Il punto di partenza è semplice da capire, anche se le implicazioni sono enormi. Fino a oggi, chi cercava un prodotto su Google Search trovava i soliti link sponsorizzati piazzati in cima alla pagina. Roba familiare, quasi invisibile ormai per chi naviga tutti i giorni. Con l’arrivo della ricerca conversazionale basata sull’intelligenza artificiale, però, cambia proprio la logica di fondo. Gemini non mostrerà più soltanto un collegamento a pagamento con due righe di testo. Genererà spiegazioni personalizzate, costruite su misura, che cercheranno di spiegare perché quel determinato prodotto potrebbe fare al caso di chi sta cercando.
Google ha fatto un esempio piuttosto concreto per far capire la direzione. Supponiamo che qualcuno cerchi una macchina del caffè compatta. Oltre ai risultati classici, la piattaforma potrebbe proporre un prodotto sponsorizzato accompagnato da una descrizione generata dall’AI, che mette in evidenza caratteristiche specifiche: velocità di riscaldamento, compatibilità con le capsule, qualità della crema, funzioni dedicate al caffè freddo. Il tutto confezionato come una specie di consiglio su misura, pensato per sembrare naturale e utile, non invasivo.
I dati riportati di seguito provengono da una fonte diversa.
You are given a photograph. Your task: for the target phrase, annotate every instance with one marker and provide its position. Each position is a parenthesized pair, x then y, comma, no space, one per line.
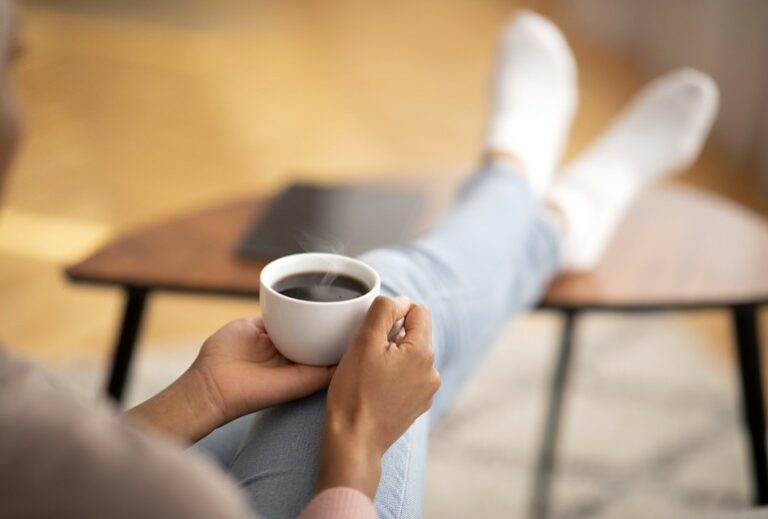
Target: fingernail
(403,301)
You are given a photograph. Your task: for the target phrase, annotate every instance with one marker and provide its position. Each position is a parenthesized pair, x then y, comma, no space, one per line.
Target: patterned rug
(651,425)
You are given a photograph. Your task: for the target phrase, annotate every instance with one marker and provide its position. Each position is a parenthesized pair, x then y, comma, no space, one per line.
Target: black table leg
(135,300)
(545,463)
(750,369)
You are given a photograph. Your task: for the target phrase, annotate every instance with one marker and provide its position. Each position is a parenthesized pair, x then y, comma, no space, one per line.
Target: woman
(289,447)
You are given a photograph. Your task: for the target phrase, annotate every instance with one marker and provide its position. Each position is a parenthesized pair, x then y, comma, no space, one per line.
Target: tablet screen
(343,219)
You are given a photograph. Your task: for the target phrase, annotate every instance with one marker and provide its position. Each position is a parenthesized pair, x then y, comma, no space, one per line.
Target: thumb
(383,314)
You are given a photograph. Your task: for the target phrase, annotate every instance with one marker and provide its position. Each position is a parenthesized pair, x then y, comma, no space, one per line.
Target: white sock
(660,132)
(534,96)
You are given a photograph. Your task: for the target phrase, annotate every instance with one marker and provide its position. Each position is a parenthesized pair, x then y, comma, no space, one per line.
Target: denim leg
(490,256)
(223,443)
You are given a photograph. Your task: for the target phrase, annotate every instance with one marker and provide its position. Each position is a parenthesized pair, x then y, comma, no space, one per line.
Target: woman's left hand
(246,373)
(238,371)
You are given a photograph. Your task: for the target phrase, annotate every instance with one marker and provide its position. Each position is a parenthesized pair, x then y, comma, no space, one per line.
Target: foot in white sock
(534,96)
(661,132)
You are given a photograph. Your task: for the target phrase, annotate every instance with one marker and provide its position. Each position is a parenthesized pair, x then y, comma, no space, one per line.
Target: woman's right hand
(378,390)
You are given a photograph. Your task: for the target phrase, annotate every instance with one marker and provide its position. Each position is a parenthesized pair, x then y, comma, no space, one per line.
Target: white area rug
(651,428)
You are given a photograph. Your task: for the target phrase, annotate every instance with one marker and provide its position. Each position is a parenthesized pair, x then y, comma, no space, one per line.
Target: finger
(418,327)
(296,381)
(383,314)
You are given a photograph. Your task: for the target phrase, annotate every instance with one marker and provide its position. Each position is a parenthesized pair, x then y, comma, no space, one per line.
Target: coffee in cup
(313,304)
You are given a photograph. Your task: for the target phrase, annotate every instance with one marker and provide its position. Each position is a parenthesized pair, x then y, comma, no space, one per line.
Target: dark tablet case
(344,219)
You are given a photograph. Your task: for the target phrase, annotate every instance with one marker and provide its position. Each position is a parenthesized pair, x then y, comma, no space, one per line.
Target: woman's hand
(238,371)
(378,390)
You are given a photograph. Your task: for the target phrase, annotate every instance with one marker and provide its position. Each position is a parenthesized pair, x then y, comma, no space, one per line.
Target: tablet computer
(343,219)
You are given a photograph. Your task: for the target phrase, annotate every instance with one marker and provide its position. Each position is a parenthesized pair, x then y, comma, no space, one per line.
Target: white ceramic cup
(311,332)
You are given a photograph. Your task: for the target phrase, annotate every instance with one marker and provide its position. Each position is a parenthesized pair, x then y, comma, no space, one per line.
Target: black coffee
(321,287)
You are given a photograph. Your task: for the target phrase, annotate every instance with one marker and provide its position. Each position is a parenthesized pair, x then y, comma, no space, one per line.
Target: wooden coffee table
(679,249)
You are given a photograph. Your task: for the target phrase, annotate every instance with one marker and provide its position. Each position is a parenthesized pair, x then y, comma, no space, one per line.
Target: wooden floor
(134,115)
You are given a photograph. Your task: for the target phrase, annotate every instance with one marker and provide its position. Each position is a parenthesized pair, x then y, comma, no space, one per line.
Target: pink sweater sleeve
(340,503)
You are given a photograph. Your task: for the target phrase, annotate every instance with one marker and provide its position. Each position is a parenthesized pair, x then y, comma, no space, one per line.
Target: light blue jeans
(488,258)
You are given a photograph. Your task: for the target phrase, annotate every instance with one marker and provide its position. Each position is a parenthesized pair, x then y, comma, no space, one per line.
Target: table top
(678,247)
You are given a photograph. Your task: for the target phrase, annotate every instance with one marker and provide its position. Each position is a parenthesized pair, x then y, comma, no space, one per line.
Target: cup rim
(268,287)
Gemini diventa interlocutore diretto dentro gli annunci
E qui arriva la parte davvero interessante. Alcune inserzioni pubblicitarie includeranno un pulsante che permetterà agli utenti di avviare una conversazione con il chatbot AI direttamente dall’annuncio stesso. In pratica, Gemini potrà rispondere a domande specifiche sul prodotto o sul servizio, utilizzando le informazioni presenti sul sito del brand. Chiarire dubbi, fornire dettagli tecnici e persino guidare la persona verso un contatto commerciale attraverso form integrati nella stessa interfaccia di Google Search.
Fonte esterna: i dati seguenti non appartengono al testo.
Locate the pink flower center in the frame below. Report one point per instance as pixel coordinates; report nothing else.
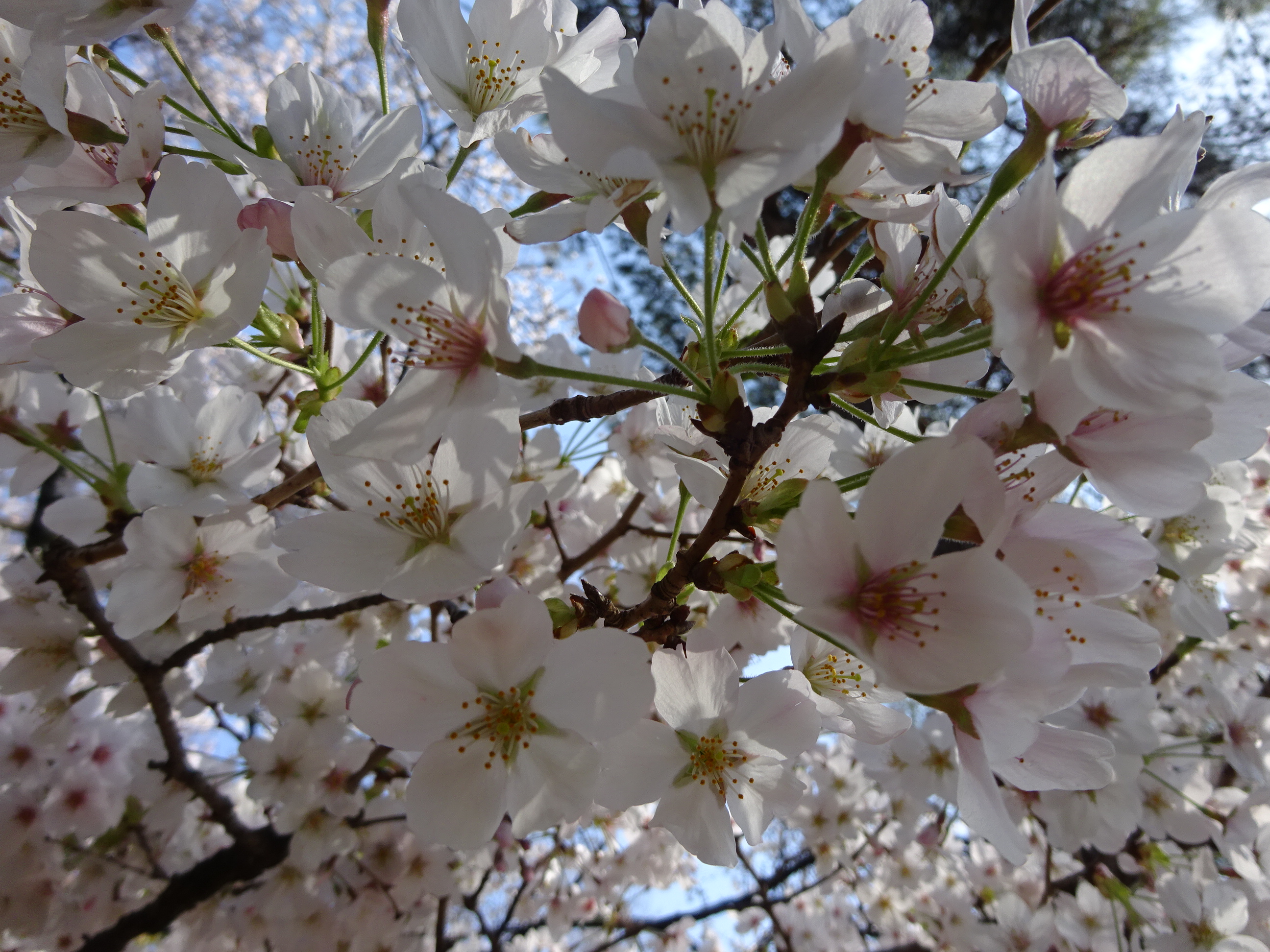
(204, 571)
(892, 606)
(443, 342)
(1090, 285)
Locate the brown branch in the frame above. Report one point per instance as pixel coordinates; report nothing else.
(253, 850)
(616, 531)
(285, 490)
(996, 51)
(589, 408)
(78, 591)
(845, 238)
(97, 552)
(745, 451)
(244, 860)
(254, 622)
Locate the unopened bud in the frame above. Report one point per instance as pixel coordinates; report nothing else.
(275, 217)
(605, 323)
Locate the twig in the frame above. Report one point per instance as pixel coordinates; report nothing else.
(996, 51)
(239, 862)
(285, 490)
(615, 532)
(589, 408)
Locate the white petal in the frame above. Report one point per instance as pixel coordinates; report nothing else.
(597, 682)
(456, 799)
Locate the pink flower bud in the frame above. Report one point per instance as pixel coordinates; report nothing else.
(275, 217)
(605, 323)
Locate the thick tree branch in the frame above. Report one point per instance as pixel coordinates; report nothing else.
(589, 408)
(244, 860)
(743, 455)
(78, 591)
(253, 850)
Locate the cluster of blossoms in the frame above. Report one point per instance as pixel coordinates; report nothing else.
(336, 623)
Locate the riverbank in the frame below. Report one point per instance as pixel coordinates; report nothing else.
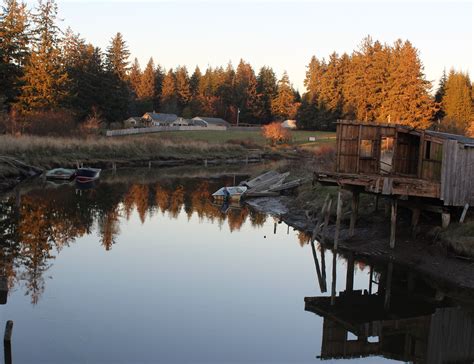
(441, 254)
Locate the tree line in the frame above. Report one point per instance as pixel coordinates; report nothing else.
(46, 70)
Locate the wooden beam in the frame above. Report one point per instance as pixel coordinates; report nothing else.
(464, 213)
(445, 219)
(393, 223)
(354, 212)
(338, 217)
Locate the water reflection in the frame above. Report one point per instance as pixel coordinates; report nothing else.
(38, 224)
(397, 315)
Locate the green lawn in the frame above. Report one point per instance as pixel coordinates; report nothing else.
(299, 137)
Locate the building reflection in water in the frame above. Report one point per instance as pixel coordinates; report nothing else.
(398, 316)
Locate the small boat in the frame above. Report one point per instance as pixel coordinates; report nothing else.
(233, 193)
(61, 173)
(86, 175)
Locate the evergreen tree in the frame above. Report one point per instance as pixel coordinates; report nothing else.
(183, 92)
(267, 90)
(159, 77)
(457, 103)
(246, 92)
(135, 77)
(45, 79)
(283, 105)
(117, 57)
(169, 99)
(146, 90)
(14, 38)
(408, 99)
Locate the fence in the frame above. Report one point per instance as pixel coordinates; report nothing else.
(157, 129)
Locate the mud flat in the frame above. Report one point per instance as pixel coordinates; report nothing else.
(371, 240)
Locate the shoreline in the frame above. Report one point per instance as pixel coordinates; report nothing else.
(371, 241)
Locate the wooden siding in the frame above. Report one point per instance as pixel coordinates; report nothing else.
(457, 174)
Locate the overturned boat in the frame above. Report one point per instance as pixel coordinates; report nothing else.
(63, 174)
(233, 193)
(87, 175)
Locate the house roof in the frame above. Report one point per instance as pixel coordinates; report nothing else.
(438, 134)
(160, 117)
(212, 121)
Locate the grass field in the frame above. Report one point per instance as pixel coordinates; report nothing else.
(298, 137)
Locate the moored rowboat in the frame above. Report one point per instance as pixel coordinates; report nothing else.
(233, 193)
(85, 175)
(61, 173)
Non serve molta immaginazione per capire dove porta tutto questo. Il passo successivo, in ottica di AI agentica, potrebbe essere la possibilità per Gemini di completare direttamente un acquisto per conto dell’utente, senza mai uscire dalla pagina di ricerca. È uno scenario che ridefinisce non solo la pubblicità digitale, ma l’intero concetto di esperienza d’acquisto online.
Una nuova era per la pubblicità su Google
Quello che emerge dalla conferenza I/O 2026 è un quadro abbastanza chiaro. Google sta scommettendo tutto sull’integrazione profonda tra intelligenza artificiale e advertising, trasformando gli annunci pubblicitari da semplici spazi promozionali a vere e proprie esperienze interattive. Google Search, che resta uno dei servizi più utilizzati al pianeta, si prepara così a cambiare pelle in modo radicale. E con la ricerca conversazionale alimentata da Gemini, anche il modo in cui i brand raggiungono le persone non sarà più lo stesso. I nuovi formati pubblicitari puntano a rendere ogni interazione più naturale, più contestuale e, almeno nelle intenzioni di Google, più utile per chi sta dall’altra parte dello schermo.